Many horse liniment formulas in diluted form have been used on humans, though products for horses which contain DMSO are not suitable for human use, as DMSO carries the topical product into the bloodstream. Horse liniment ingredients such as menthol, chloroxylenol, or iodine are also used in different formulas in products used by humans.

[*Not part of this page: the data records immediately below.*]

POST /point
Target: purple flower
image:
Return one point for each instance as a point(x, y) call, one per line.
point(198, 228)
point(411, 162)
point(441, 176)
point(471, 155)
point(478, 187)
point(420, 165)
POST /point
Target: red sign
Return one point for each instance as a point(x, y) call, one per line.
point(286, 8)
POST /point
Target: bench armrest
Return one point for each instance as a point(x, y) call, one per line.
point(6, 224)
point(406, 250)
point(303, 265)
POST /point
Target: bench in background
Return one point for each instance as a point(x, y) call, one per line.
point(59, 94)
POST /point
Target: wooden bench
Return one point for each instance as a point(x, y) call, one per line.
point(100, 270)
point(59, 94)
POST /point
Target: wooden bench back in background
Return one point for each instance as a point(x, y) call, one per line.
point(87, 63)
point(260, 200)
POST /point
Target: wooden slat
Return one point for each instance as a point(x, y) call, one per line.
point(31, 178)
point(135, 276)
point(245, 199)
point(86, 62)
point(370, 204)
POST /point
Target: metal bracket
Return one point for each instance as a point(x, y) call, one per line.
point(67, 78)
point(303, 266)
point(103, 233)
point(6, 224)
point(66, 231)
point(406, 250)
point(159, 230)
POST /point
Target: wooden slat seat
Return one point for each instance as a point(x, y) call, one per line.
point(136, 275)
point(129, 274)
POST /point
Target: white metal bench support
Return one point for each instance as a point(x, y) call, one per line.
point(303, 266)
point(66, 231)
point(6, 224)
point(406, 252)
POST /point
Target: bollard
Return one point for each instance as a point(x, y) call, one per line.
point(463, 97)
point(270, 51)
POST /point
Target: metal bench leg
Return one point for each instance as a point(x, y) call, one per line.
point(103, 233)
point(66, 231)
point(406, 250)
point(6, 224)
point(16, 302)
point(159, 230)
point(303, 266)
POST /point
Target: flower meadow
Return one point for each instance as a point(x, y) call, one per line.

Absorbine, a horse liniment product manufactured by W.F. Young, Inc., was reformulated for humans and marketed as Absorbine Jr. The company also acquired other liniment brands including Bigeloil and RefreshMint. The equine version of Absorbine is sometimes used by humans, though its benefits in humans may be because the smell of menthol releases serotonin, or due to a placebo effect.
Earl Sloan was a US entrepreneur who made his initial fortune selling his father's horse liniment formula beginning in the period following the Civil War. Sloan's liniment, with capsicum as a key ingredient, was also marketed for human use. He later sold his company to the predecessor of Warner–Lambert, which was purchased in 2000 by Pfizer.